Une réflexion sur le web 2.0

Sur invitation de la compagnie Desire2Learn, j’assiste, avec une douzaine d’autres venant de divers états américains, à un souper-discussion, étiquettée « vendor-neutral » par John Baker, fondateur et CEO de D2L, lui-même… s’inscrivant dans une série (8) de rencontres ici et là dans le monde, appelées :

Thought Leadership Forum

Sujet : Les outils Web 2.0 et leur impact sur l’engagement des élèves.

New applications have turned the Internet from a source of information to a dynamic place to collaborate, network, share information, offer opinions, arrange and display presentations.For all users, but particularly in the K-12 arena, using Web 2.0 is as much a part of the user experience as the discovery of information on Web 1.0. Rather than being the latest educational fad Web 2.0 tools are being accepted as resources to provide compelling teaching and learning options.Web 2.0 virtual environments extend the classroom beyond bricks and mortar settings encouraging a more participatory style of learning.
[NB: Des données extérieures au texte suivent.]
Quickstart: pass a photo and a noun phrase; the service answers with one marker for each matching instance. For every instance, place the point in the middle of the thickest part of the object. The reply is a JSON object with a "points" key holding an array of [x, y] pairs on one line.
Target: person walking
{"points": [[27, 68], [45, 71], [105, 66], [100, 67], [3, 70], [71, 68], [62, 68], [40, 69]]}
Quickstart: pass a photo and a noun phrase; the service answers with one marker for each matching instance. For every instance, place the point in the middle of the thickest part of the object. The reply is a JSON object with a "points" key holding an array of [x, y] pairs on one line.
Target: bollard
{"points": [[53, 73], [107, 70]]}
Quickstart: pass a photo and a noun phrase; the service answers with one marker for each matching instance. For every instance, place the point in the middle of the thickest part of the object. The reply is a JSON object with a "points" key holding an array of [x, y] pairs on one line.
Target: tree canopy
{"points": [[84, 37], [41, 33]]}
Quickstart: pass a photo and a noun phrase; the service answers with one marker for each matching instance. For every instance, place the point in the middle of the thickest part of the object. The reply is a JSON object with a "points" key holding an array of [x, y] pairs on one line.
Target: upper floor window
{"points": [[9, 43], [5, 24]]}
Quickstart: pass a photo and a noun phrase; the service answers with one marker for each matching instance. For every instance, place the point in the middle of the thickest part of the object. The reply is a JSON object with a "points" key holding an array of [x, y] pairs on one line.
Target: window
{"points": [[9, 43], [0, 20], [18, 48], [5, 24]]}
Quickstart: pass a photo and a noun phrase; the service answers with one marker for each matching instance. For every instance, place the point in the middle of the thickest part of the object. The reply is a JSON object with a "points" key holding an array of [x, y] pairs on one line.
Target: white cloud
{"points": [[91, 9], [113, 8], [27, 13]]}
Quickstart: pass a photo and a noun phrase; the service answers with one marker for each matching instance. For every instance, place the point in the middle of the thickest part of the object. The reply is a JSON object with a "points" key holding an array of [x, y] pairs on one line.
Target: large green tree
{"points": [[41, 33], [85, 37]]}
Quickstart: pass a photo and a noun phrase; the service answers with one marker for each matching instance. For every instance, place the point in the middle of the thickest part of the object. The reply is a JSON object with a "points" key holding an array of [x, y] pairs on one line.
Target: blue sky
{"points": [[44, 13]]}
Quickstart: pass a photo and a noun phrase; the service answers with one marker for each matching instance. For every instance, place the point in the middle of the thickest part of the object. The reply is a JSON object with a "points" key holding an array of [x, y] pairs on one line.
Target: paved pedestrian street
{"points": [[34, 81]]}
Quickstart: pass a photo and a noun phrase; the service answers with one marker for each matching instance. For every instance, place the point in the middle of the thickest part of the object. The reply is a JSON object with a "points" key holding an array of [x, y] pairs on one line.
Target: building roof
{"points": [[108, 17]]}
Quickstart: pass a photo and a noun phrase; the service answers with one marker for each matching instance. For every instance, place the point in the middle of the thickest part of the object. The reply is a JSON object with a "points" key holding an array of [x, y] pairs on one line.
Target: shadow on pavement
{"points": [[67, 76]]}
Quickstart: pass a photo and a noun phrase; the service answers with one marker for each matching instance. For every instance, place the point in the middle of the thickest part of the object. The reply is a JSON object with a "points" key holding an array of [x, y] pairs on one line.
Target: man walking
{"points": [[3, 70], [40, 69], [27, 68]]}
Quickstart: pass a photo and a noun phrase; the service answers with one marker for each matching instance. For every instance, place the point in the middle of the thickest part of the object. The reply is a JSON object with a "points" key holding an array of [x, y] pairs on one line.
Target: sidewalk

Web 2.0 tools can be embedded into online learning courses to enhance interaction, generate motivation, and expand opportunities for meaningful assessment. School use of Web 1.0 & 2.0 must be accompanied by updated acceptable use policies (AUP) that help educate teachers, parents and students on how to safely and ethically use the remarkable resource of the Internet.

Les questions pour nous guider sont :

How do we create a climate of innovation and adoption to motivate teachers to learn and use Web 2.0 tools?
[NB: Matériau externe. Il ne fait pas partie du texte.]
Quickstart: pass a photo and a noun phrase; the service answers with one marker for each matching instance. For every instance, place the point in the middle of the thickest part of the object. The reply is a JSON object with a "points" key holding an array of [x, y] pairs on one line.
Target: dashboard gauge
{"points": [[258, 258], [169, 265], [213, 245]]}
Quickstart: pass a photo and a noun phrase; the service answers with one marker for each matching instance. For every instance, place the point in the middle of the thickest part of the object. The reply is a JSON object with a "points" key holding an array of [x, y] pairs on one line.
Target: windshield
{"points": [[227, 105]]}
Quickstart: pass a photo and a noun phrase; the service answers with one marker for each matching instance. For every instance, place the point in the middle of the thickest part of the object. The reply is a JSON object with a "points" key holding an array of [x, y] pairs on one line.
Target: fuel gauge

What is it that learners really need to learn?

How do we ensure they develop the skills in the curriculum to shift from not only obtaining knowledge, but finding and synthesizing information that is available through Web 2.0 tools?

Are policies too restrictive, security too tight and budgets too limited to allow access and utilization of Web 2.0 tools?

Is greater attention to teaching about the legal ramifications of intellectual property rights, copyright, plagiarism and revisiting the definition of cheating necessary to create a comfortable understanding and use of Web 2.0 tools?

Are we expanding the chasm between the haves and have-nots regarding access to the tools to utilize this technology?

Where are good practices already occurring, and what can we take away from this?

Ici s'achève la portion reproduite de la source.